Low coverage whole genome sequencing
The libraries prepared by both KAPA Hyper and NEBNext kits were used for LC WGS. An Illumina Nextseq platform (NextSeq 500) (paired-end 75 bp, on a mid-output flow cell) was used to run the pooled, normalized indexed libraries according to the standard protocol. The final concentration was 2 nM pooled and diluted to 1.8 pM as the standard Illumina protocol. Sequencing of those samples led to genome coverage of 1.6–1.8 × per sample.

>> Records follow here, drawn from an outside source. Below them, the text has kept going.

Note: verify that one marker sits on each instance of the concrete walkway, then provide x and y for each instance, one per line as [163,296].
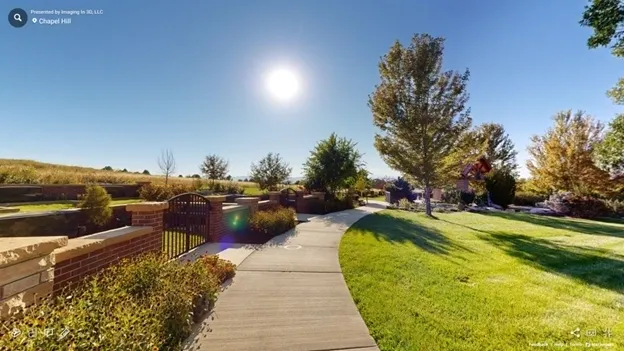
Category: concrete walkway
[289,294]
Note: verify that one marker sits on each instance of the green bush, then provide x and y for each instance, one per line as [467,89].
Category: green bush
[161,192]
[339,203]
[452,196]
[222,269]
[225,188]
[96,204]
[615,207]
[467,197]
[273,222]
[586,207]
[527,199]
[143,303]
[404,204]
[501,185]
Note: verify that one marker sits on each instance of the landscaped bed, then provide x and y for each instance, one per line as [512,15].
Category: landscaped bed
[495,281]
[146,303]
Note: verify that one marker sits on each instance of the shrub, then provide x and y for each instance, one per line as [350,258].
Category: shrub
[222,269]
[527,199]
[615,207]
[586,207]
[401,189]
[273,222]
[404,204]
[467,197]
[225,188]
[144,303]
[96,204]
[161,192]
[501,185]
[340,203]
[452,196]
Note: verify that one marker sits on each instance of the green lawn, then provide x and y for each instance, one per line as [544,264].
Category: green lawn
[63,205]
[485,282]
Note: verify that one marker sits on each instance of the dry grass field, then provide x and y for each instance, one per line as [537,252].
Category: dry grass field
[33,172]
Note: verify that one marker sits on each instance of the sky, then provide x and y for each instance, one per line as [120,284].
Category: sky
[190,76]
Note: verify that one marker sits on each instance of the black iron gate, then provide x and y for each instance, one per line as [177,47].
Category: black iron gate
[186,223]
[288,198]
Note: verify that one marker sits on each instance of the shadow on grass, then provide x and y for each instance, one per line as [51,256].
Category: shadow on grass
[595,266]
[597,227]
[384,226]
[592,266]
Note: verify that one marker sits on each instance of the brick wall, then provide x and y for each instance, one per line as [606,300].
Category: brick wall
[26,271]
[26,193]
[70,271]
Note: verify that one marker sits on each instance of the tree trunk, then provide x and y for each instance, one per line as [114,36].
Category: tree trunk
[428,200]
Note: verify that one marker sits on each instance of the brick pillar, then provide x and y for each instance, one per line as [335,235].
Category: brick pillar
[149,214]
[274,197]
[319,195]
[217,227]
[463,184]
[437,194]
[251,202]
[302,205]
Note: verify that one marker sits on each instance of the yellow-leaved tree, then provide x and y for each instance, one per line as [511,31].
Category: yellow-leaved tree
[562,159]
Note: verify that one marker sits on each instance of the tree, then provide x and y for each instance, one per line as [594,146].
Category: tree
[501,185]
[606,18]
[214,167]
[270,171]
[561,160]
[333,165]
[420,111]
[498,148]
[362,183]
[166,163]
[610,151]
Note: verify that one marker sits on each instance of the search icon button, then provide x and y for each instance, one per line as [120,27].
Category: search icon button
[18,18]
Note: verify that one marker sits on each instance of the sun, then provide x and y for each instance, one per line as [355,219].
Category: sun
[283,84]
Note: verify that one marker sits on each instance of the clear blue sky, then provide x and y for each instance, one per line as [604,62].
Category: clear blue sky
[148,75]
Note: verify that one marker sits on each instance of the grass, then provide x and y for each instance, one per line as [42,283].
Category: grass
[14,171]
[485,282]
[63,205]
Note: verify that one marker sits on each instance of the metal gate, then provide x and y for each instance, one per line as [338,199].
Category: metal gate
[186,224]
[288,198]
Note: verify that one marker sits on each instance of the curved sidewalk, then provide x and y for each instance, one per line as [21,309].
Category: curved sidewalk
[290,295]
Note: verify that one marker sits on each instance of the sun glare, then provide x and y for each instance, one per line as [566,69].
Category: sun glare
[283,84]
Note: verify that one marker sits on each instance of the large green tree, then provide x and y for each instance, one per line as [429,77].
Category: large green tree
[606,19]
[270,171]
[610,152]
[421,112]
[562,159]
[333,165]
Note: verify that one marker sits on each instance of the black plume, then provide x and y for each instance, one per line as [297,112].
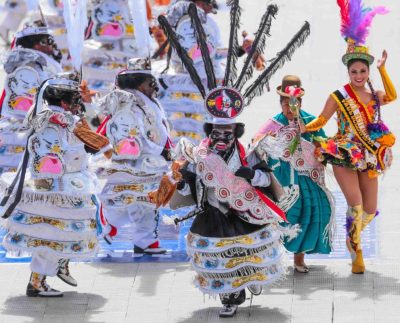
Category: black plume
[281,58]
[258,45]
[231,69]
[181,52]
[202,43]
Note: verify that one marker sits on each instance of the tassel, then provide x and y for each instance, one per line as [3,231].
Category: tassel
[231,69]
[202,43]
[181,52]
[256,88]
[257,46]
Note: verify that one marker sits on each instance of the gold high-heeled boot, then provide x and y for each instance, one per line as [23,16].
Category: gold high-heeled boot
[353,241]
[366,219]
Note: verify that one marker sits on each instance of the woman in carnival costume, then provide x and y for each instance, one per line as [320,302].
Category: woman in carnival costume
[235,240]
[292,161]
[49,206]
[33,58]
[179,96]
[139,132]
[360,151]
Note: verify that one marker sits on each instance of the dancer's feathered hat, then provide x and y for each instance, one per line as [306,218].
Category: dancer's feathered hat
[356,20]
[227,101]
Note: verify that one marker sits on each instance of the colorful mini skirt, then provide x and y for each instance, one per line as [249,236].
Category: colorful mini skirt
[345,152]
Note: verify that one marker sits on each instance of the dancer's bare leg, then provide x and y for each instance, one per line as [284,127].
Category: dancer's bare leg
[348,181]
[369,191]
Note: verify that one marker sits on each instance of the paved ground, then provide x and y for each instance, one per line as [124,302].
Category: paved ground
[155,293]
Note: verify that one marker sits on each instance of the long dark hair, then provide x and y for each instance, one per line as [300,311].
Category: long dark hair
[377,105]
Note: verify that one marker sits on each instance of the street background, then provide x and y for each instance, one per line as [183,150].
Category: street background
[162,291]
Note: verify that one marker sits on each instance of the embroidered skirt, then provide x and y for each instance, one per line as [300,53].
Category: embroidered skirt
[231,263]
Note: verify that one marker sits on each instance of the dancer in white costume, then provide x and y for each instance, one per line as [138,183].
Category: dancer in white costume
[12,12]
[33,59]
[111,39]
[138,130]
[50,204]
[52,12]
[179,96]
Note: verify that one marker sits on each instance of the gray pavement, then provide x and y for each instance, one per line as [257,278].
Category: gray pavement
[158,293]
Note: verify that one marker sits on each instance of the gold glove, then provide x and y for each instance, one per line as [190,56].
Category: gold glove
[390,91]
[316,124]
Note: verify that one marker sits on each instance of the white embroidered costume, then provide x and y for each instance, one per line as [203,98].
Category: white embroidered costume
[26,69]
[138,132]
[56,216]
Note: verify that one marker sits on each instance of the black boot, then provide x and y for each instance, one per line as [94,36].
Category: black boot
[38,287]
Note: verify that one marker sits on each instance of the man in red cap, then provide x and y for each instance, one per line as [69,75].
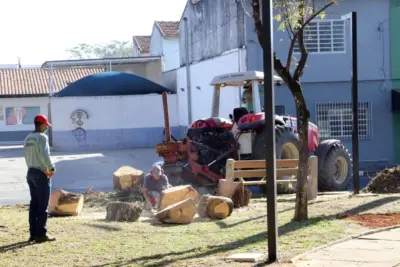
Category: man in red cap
[40,170]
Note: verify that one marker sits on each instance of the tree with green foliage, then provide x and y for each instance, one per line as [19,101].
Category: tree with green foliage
[293,17]
[114,49]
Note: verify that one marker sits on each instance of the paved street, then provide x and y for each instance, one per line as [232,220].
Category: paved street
[379,249]
[75,172]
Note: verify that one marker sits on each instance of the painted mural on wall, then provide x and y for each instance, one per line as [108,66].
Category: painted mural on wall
[78,119]
[21,115]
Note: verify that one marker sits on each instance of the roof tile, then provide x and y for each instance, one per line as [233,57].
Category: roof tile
[143,43]
[29,82]
[168,28]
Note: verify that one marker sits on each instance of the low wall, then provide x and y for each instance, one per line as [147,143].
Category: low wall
[110,122]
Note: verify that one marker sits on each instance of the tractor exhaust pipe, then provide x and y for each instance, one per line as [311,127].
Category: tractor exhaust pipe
[166,118]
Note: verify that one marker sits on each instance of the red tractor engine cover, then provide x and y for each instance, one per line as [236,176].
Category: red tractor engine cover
[313,135]
[212,123]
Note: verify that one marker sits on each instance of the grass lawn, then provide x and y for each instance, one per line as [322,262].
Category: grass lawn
[88,240]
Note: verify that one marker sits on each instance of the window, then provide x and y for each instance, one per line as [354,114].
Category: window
[324,36]
[334,120]
[280,110]
[21,115]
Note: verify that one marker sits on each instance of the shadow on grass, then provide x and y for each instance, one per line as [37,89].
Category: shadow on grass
[108,228]
[200,252]
[14,246]
[224,225]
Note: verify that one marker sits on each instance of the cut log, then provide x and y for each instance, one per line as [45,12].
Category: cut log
[182,212]
[123,212]
[241,197]
[176,194]
[126,178]
[236,191]
[63,203]
[214,207]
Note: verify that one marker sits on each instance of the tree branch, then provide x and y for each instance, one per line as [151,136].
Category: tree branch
[303,50]
[290,54]
[316,14]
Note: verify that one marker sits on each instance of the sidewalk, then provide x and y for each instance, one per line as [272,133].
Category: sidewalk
[381,249]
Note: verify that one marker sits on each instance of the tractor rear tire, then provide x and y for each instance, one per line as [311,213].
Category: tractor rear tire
[336,172]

Molecular inversion probe SNP arrays
The Affymetrix Molecular Inversion Probe (MIP) 330 K OncoScan array was used to analyze four breast cancer samples (version 3) and two papilloma samples (version 2) and was performed according to the manufacturer’s instructions by the Ramaciotti Centre for Genomics (version 3, NSW, Australia) or Affymetrix Inc (version 2, Santa Clara, CA, USA). DNA input was 40–100 ng for this assay.
Data analysis
Reads were aligned with bwa mem (v0.7.12-r1039) [13] to hg19 (GRCh37) after removal of sequencing primers by cutadapt (v1.7.1) [14]. ControlFREEC (version 6.7) [15] was used to estimate copy number from the low-coverage WGS data in 50 kb windows across hg19, with default parameters, no matched normal sample and baseline ploidy set to 2. Down-sampling of bam files was performed with samtools [16].
MIP data were pre-processed by the Ramaciotti Centre for Genomics or Affymterix Inc., with tumor samples batch normalized against Affymetrix controls [11].

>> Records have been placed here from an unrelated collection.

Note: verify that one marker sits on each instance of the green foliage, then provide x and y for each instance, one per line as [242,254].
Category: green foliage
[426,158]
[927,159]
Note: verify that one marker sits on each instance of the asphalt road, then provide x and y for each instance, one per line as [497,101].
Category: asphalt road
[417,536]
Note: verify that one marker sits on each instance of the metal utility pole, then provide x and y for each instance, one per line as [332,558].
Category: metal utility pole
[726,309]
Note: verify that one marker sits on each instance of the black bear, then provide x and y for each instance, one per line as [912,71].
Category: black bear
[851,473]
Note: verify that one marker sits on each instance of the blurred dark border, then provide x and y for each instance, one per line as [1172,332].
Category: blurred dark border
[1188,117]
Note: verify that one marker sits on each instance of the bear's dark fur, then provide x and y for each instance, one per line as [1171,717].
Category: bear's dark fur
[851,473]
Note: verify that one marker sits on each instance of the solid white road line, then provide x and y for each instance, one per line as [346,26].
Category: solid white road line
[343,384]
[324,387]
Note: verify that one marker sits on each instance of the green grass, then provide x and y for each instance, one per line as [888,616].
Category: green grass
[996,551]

All sample data were imported into Nexus (BioDiscovery Inc., Hawthorne, CA, USA) and segmented using SNP-FASST, a circular binary segmentation algorithm. Copy number gains were called if the log2 ratio of the segment was >0.15 and losses called if < –0.15. To reduce spurious calls, the genome was masked using a list of published problematic regions, including highly repetitive centromeric regions, where DNA copy number cannot be accurately measured [8].

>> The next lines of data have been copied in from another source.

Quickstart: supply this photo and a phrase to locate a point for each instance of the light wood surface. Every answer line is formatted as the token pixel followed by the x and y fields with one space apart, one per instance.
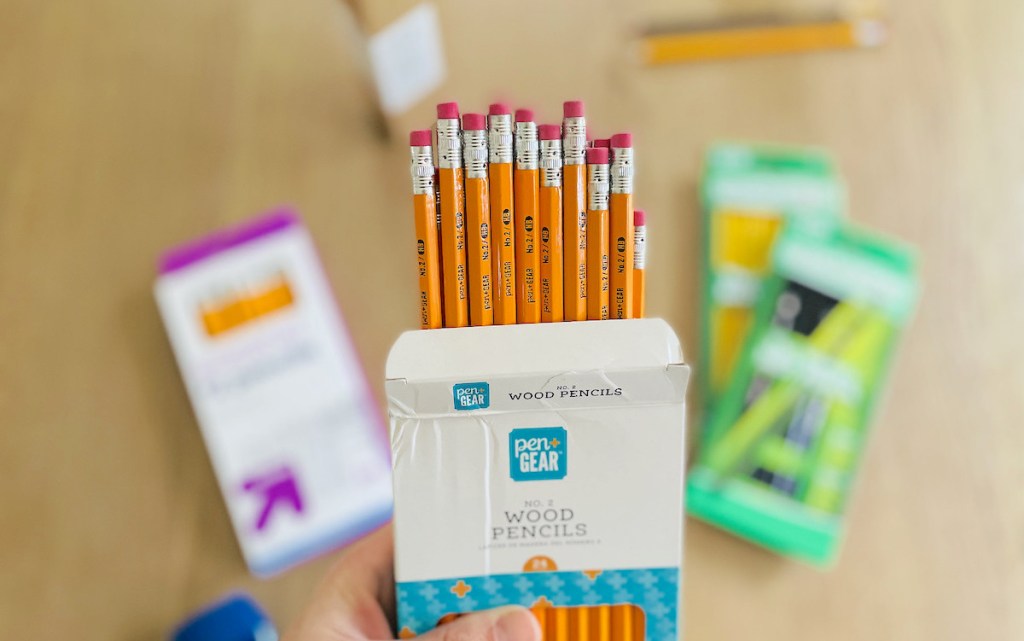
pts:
pixel 126 127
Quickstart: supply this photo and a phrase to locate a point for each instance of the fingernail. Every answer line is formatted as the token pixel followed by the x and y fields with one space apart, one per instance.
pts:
pixel 516 624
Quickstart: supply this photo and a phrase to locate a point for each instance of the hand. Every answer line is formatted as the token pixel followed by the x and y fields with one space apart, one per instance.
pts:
pixel 354 601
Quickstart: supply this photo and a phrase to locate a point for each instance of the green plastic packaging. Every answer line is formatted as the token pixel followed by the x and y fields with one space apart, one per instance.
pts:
pixel 780 450
pixel 749 193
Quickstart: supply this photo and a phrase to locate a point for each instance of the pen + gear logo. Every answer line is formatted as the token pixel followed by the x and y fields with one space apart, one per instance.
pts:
pixel 471 395
pixel 538 454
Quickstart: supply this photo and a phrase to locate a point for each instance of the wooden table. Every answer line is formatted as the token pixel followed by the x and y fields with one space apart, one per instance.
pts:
pixel 126 127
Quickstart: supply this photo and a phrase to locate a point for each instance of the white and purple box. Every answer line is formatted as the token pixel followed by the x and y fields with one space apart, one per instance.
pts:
pixel 296 438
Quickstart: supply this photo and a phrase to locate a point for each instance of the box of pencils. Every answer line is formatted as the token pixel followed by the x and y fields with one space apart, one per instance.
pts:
pixel 780 451
pixel 538 438
pixel 748 194
pixel 541 466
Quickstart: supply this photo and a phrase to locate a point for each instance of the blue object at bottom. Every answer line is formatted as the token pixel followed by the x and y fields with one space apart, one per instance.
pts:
pixel 235 618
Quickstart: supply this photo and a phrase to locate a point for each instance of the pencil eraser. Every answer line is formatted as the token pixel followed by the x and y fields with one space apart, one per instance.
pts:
pixel 448 111
pixel 474 122
pixel 622 140
pixel 499 109
pixel 549 132
pixel 597 156
pixel 420 137
pixel 524 116
pixel 572 109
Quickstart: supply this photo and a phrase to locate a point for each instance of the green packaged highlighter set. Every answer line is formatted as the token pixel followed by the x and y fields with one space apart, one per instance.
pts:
pixel 749 194
pixel 782 443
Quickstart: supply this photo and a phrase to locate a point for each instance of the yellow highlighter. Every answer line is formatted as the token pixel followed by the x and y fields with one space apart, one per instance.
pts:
pixel 550 213
pixel 425 213
pixel 621 223
pixel 453 215
pixel 502 212
pixel 481 311
pixel 526 185
pixel 574 210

Total CN profile overlap analysis was performed using Partek Genome Suite (Partek Inc., St. Louis, MO, USA). CNA segments for each matched pair were imported and the “finding regions in multiple samples” tool run, matching for event type (amplification/deletion). This tool reports each CNA region shared at base-pair resolution as well as each CNA region unique to a sample. Shared CN neutral regions were calculated by subtracting the length of all shared CNAs as well as sample only CNA events from the total base pairs covered.
Median Absolute Pair-wise Difference (MAPD) score was calculated as follows: if xi: is the log2 ratio for marker i: then MAPD = median(|x
i+1
− x
i
|,i ordered by genomic position). This metric provides a measure of the noise of the sample that is less dependent on true biological copy number variation than, for example, standard deviation.
FREEC normalized read counts in 50 kb bins were extracted from regions called as a gain or loss by FREEC in at least one of the 5 ng, 20 ng, and 100 ng DNA inputs or the WGA libraries for MCT-4 and MCT-6 LC WGS data. Gains or losses in regions lacking MIP array probes and regions in the blacklist of Scheinin et al. [8] were filtered out. The Pearson correlation of bin counts in these CNA regions was calculated and used to cluster by Euclidean distance using the hclust() function of R 3.2.1. Correlation between samples was visualized using the pheatmap package.